SafeMVDrive: Multi-view Safety-Critical Driving Video Generation in the Real World Domain

ICLR 2026 Conference SubmissionAnonymous Authors
Autonomous driving testingsafety-critical scenariovideo generationsafety
Abstract:

Safety-critical scenarios are essential for evaluating autonomous driving (AD) systems, yet they are rare in practice. Existing generators produce trajectories, simulations, or single-view videos—but they don’t meet what modern AD systems actually consume: realistic multi-view video. We present SafeMVDrive, the first framework for generating multi-view safety-critical driving videos in the real-world domain. SafeMVDrive couples a safety-critical trajectory engine with a diffusion-based multi-view video generator through three design choices. First, we pick the right adversary: a GRPO-fine-tuned vision-language model (VLM) that understands multi-camera context and selects vehicles most likely to induce hazards.

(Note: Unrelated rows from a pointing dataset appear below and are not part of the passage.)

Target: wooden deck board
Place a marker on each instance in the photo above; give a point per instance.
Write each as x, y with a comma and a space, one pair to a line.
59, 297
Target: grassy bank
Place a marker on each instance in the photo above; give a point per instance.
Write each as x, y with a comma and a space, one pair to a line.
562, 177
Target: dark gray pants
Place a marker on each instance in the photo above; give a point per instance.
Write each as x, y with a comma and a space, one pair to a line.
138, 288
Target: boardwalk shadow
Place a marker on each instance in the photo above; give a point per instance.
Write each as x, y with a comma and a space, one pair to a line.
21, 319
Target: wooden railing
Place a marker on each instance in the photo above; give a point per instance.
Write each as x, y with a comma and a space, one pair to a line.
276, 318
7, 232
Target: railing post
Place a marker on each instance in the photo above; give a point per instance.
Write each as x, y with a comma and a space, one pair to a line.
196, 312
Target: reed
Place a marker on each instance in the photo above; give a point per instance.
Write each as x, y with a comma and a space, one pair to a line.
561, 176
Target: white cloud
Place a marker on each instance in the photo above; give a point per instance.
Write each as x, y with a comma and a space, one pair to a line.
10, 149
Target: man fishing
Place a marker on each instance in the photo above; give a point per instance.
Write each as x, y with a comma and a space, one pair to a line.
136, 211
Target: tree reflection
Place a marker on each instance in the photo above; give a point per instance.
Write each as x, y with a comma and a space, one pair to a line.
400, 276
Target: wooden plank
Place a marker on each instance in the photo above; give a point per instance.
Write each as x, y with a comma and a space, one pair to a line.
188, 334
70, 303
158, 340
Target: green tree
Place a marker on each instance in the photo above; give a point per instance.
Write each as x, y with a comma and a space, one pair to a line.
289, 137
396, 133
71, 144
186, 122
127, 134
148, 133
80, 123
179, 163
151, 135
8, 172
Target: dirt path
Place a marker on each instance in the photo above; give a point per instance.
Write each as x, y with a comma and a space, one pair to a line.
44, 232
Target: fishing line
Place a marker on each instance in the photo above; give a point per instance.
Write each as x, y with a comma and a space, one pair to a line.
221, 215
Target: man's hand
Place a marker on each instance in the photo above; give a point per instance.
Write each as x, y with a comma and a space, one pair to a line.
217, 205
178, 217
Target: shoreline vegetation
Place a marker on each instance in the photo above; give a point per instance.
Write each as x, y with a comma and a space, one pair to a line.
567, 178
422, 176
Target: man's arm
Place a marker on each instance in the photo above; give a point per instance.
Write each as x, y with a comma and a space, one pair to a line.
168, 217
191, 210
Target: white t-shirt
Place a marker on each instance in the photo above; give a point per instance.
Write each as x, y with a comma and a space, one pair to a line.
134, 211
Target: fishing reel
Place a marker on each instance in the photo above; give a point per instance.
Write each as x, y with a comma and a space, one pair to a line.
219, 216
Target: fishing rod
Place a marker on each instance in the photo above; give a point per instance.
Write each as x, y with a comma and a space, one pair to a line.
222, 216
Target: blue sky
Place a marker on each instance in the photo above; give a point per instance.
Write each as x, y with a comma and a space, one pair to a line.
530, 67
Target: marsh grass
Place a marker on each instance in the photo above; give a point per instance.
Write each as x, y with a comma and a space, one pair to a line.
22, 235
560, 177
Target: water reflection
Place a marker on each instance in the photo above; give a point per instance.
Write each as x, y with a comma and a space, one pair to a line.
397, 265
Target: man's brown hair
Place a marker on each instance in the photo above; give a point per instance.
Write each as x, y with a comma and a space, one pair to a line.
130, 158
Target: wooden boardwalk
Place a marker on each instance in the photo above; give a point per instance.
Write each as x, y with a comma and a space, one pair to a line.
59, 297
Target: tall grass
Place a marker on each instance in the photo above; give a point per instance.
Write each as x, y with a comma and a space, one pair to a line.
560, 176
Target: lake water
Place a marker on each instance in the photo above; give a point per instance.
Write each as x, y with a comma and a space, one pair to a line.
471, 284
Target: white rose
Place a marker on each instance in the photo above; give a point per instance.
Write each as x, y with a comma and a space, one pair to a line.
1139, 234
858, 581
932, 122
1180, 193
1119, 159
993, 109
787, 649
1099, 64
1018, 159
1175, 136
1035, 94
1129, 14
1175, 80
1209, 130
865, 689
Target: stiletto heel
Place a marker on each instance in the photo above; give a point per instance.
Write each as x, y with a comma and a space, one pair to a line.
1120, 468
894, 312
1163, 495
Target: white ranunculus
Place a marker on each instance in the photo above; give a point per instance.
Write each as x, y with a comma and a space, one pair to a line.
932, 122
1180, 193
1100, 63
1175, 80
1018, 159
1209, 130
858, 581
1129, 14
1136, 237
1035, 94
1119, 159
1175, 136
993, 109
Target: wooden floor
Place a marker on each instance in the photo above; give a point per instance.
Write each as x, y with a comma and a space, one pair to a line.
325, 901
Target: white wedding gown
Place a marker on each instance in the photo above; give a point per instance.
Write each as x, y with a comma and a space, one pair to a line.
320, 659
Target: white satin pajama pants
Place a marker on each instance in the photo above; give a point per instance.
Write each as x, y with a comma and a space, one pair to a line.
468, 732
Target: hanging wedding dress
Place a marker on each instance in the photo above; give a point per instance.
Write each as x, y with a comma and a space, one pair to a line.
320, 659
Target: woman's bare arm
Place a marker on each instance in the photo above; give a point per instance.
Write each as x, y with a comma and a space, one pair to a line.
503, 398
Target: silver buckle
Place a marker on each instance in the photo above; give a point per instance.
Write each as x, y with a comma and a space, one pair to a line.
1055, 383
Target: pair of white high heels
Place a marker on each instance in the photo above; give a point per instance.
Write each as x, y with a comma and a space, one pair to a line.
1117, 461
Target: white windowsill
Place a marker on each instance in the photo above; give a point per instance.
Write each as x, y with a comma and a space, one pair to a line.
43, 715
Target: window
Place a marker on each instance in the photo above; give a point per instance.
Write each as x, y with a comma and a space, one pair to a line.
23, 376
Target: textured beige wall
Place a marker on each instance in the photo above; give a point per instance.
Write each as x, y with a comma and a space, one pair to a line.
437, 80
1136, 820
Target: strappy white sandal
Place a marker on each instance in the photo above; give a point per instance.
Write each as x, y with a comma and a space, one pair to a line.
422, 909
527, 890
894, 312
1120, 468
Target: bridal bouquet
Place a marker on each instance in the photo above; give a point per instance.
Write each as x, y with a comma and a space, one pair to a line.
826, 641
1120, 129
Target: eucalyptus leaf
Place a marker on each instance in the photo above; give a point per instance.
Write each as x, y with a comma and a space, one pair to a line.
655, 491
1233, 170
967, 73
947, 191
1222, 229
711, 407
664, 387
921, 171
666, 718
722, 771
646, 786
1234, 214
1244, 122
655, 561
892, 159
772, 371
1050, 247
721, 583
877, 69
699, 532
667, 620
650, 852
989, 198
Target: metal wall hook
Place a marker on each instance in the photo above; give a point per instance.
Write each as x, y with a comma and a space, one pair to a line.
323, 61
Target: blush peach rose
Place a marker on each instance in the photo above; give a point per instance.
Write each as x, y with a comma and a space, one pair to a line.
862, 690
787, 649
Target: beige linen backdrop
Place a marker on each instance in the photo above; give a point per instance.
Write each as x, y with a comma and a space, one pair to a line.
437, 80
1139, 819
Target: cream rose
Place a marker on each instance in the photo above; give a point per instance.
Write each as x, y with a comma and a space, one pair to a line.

Second, we generate the right motion: a two-stage trajectory process that (i) produces collisions, then (ii) transforms them into natural evasion trajectories—preserving risk while staying within what current video generators can faithfully render. Third, we synthesize the right data: a diffusion model that turns these trajectories into multi-view videos suitable for end-to-end planners. On a strong end-to-end planner, our videos substantially increase collision rate, exposing brittle behavior and providing targeted stress tests for planning modules. Our code and video examples are available at: https://iclr-1.github.io/SMD/.

Disclaimer
This report is AI-GENERATED using Large Language Models and WisPaper (A scholar search engine). It analyzes academic papers' tasks and contributions against retrieved prior work. While this system identifies POTENTIAL overlaps and novel directions, ITS COVERAGE IS NOT EXHAUSTIVE AND JUDGMENTS ARE APPROXIMATE. These results are intended to assist human reviewers and SHOULD NOT be relied upon as a definitive verdict on novelty.
NOTE that some papers exist in multiple, slightly different versions (e.g., with different titles or URLs). The system may retrieve several versions of the same underlying work. The current automated pipeline does not reliably align or distinguish these cases, so human reviewers will need to disambiguate them manually.
If you have any questions, please contact: mingzhang23@m.fudan.edu.cn

Overview

Overall Novelty Assessment

SafeMVDrive introduces a framework coupling adversarial trajectory generation with diffusion-based multi-view video synthesis for safety-critical driving scenarios. It resides in the Safety-Critical Scenario Video Synthesis leaf, which contains four papers including the original work. This leaf represents a focused research direction within the broader Multi-View Driving Video Generation Frameworks branch. The taxonomy reveals this is a moderately populated niche: while general multi-view generation has multiple sub-directions (layout-guided, world-model-based, instance-aware), the safety-critical video synthesis cluster remains relatively compact, suggesting an emerging rather than saturated area.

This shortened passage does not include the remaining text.